The Natamai also will feel proud of this and declare judgment (without any sombu and aalamaram).
One day that Natamai took leave. But the fight did not.
So they came to me.
The only reason was – “Naan mattumdhan anga siricha mugama irundhen”.
Both were my dear friends.
I dint know what to do.
So, I started doing cost-benefit analysis.
At what cost I am going to give this judgment and what will be the benefit I will derive out of it.
If I support one, I will get maximum one Lacto king chocolate. But the other person will definitely buy me an éclairs for sure.
So my judgment was already reserved for Mr. Eclairs.
This was a case of ‘not showing in exam’.
“He said he will show the answers. But he dint. He got 45, I got only 25. Now I have to write 50 times imposition.” was the complaint from Mr. Eclairs.
Judgment – “This is worst act that can be committed by a student. So as per E P Ko (Eclairs Pocketfulla Kodupavan) 420, you will have to write half of his imposition.”
“Natamai theerpa maathi sollu” shouted the appavi , and in whisper “appadi sonna naan oru dairy milk vaangi tharen”.
So me continued – “But, Our Geetha Miss is a very strict teacher. If you got caught both of you may have had to write 100 times imposition. Hence what Mr. DM did was correct. You have to apologise to him. Ithuthanda Natamaiyoda theerpu.”
Mr. Eclairs seemed to agree with it and apologized.
(But that Dairy Milk is yet to be given by that boy.

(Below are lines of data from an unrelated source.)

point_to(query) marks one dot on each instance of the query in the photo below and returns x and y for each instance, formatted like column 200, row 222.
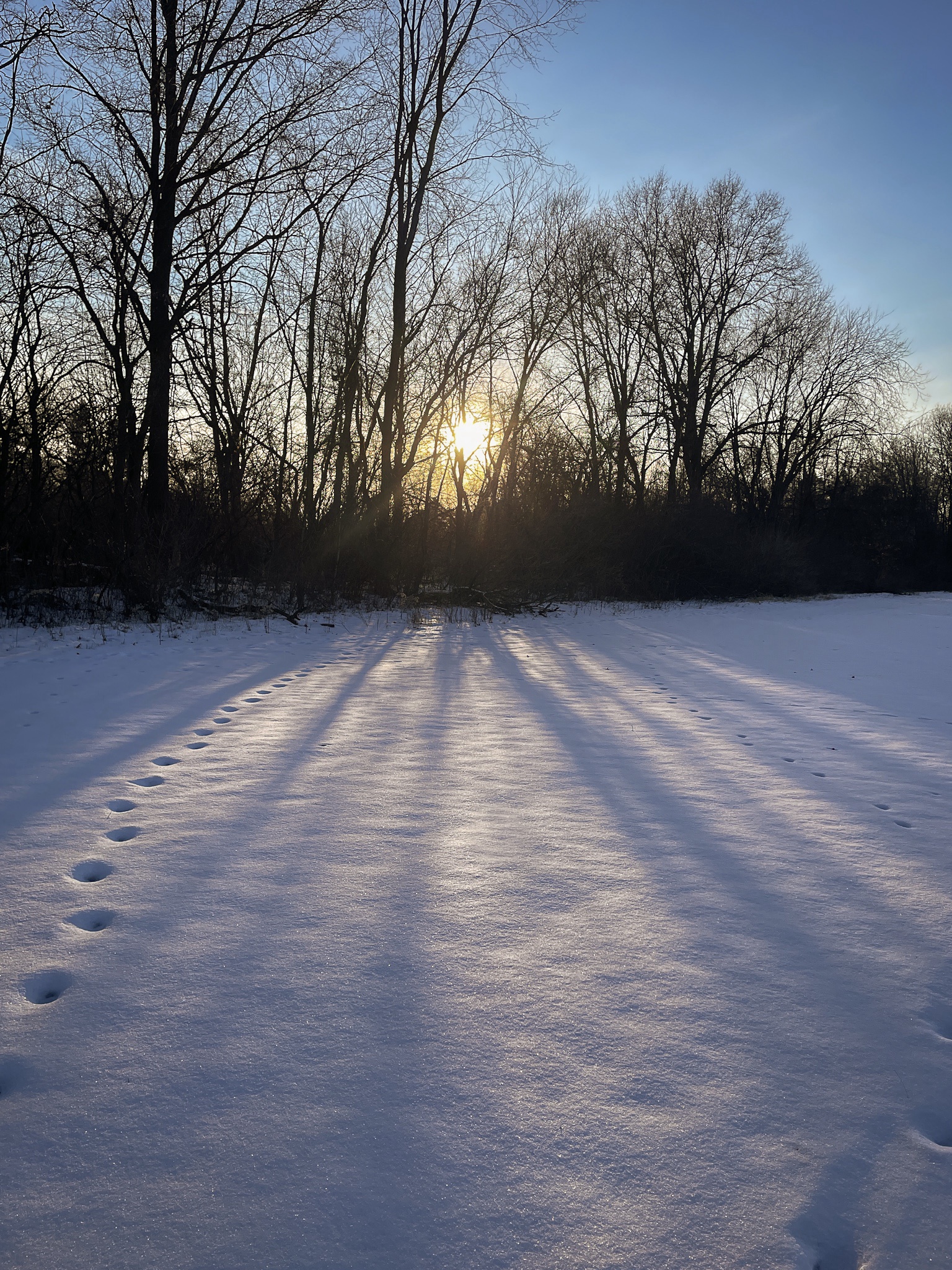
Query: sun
column 470, row 433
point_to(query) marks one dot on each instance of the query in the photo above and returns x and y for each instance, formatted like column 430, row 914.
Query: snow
column 619, row 938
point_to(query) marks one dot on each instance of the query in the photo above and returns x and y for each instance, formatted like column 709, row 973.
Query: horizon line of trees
column 287, row 290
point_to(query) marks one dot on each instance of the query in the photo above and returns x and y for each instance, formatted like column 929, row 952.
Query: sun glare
column 470, row 433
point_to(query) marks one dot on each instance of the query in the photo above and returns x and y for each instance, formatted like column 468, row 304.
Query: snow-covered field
column 610, row 939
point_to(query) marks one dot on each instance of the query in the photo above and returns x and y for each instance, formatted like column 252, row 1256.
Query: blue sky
column 843, row 107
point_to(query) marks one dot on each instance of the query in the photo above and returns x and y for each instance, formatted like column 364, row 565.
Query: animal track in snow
column 936, row 1128
column 46, row 986
column 92, row 920
column 92, row 870
column 125, row 835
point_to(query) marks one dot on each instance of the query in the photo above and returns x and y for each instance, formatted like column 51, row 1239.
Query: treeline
column 291, row 300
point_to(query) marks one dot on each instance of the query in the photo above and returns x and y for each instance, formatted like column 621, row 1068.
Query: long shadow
column 726, row 871
column 73, row 775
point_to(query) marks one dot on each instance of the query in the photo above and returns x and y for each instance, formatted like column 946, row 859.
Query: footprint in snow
column 46, row 986
column 92, row 870
column 92, row 920
column 125, row 835
column 936, row 1128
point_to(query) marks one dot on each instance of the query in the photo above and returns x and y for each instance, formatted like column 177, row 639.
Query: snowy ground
column 614, row 939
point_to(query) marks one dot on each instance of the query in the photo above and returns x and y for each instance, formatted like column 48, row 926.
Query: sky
column 842, row 107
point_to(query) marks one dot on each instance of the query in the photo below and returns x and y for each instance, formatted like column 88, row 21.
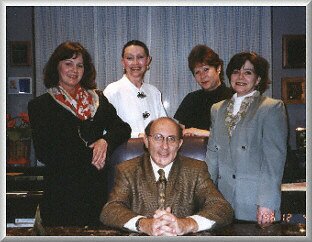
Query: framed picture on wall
column 294, row 51
column 19, row 85
column 20, row 53
column 293, row 90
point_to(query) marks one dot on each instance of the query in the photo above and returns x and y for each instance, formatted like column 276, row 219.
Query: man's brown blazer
column 189, row 191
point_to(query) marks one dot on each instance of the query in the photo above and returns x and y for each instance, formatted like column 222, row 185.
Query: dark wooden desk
column 249, row 229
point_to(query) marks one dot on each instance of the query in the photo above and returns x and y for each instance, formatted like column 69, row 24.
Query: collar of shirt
column 156, row 168
column 238, row 101
column 131, row 85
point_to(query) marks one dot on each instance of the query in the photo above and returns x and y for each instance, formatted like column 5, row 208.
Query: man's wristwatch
column 137, row 224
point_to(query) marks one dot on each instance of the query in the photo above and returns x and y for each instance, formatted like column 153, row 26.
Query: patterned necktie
column 161, row 183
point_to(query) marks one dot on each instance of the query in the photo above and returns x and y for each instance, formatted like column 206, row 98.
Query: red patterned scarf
column 81, row 104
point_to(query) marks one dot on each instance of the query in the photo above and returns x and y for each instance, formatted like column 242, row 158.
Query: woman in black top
column 194, row 110
column 74, row 130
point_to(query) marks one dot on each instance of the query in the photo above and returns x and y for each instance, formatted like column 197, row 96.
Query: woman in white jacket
column 136, row 102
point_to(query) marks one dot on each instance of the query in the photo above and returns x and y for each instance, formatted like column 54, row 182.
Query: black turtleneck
column 194, row 110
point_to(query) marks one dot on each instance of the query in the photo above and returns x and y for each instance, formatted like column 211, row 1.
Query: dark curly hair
column 260, row 64
column 202, row 54
column 64, row 51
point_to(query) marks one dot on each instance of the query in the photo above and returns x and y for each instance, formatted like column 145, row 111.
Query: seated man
column 183, row 201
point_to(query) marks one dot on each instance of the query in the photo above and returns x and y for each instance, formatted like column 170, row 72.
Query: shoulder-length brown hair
column 68, row 50
column 260, row 64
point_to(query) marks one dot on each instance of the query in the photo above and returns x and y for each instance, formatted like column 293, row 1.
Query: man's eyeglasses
column 159, row 138
column 244, row 72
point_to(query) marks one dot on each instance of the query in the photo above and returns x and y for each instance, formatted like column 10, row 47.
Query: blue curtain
column 169, row 32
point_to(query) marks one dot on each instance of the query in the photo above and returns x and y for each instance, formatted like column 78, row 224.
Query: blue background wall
column 285, row 20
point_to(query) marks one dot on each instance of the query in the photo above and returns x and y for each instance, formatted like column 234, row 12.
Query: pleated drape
column 169, row 32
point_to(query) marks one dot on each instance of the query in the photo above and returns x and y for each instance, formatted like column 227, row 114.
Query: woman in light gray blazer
column 247, row 146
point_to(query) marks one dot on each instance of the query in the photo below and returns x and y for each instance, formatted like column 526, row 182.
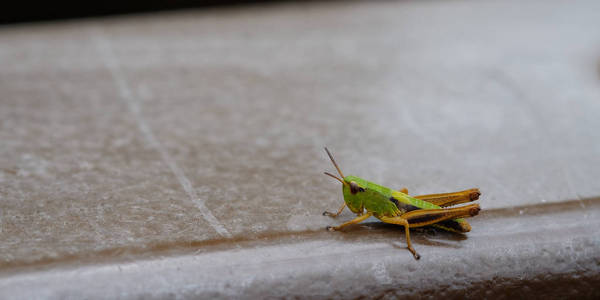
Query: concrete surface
column 180, row 154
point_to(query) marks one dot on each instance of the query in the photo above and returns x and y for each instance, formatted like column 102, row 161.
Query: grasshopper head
column 352, row 187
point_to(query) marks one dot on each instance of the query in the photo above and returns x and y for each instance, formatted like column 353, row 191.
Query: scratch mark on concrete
column 111, row 62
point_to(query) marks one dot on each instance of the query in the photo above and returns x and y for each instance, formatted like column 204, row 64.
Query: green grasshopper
column 367, row 199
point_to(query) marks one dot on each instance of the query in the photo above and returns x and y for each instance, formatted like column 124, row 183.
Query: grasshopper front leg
column 354, row 221
column 326, row 213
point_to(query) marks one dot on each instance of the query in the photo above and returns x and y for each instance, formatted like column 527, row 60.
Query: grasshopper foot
column 417, row 256
column 329, row 214
column 474, row 195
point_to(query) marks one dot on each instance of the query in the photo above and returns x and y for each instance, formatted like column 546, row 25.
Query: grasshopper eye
column 354, row 188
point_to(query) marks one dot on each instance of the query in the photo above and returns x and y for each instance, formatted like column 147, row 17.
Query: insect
column 367, row 199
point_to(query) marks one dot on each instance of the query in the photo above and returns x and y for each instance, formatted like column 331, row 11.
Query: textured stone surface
column 198, row 135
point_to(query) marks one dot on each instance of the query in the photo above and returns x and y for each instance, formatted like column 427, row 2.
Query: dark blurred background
column 28, row 11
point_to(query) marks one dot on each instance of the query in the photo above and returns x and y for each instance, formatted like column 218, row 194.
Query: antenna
column 327, row 173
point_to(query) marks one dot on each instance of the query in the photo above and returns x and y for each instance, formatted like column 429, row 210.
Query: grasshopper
column 367, row 199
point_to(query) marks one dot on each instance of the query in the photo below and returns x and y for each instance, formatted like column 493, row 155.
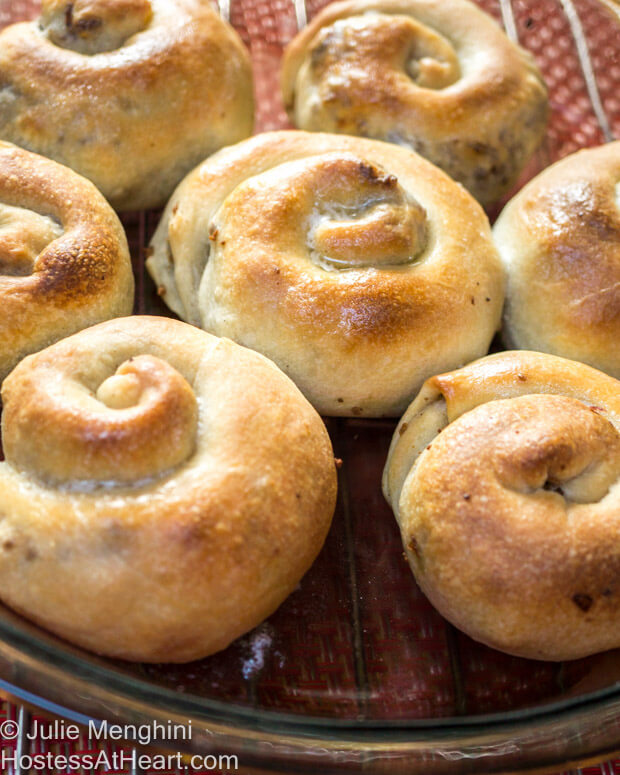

Avasara pattuteno?)
To do CA – Enough said.
To do an Audit:
Toughest of all obviously.
I will write in detail about in my future articles.
Posing as if you can audit is definitely a “Mission Impossible”.
Anyways one such tougher incident can be read in my my post – “Oru CA trainee kandupiditha ariya thathuvam”.
Ippo enna solreenga – naanum Herculesum relationsdhaan.
(PS – reading this post without getting ‘kaduppu’ is also a Mission Impossible for the readers ;-p).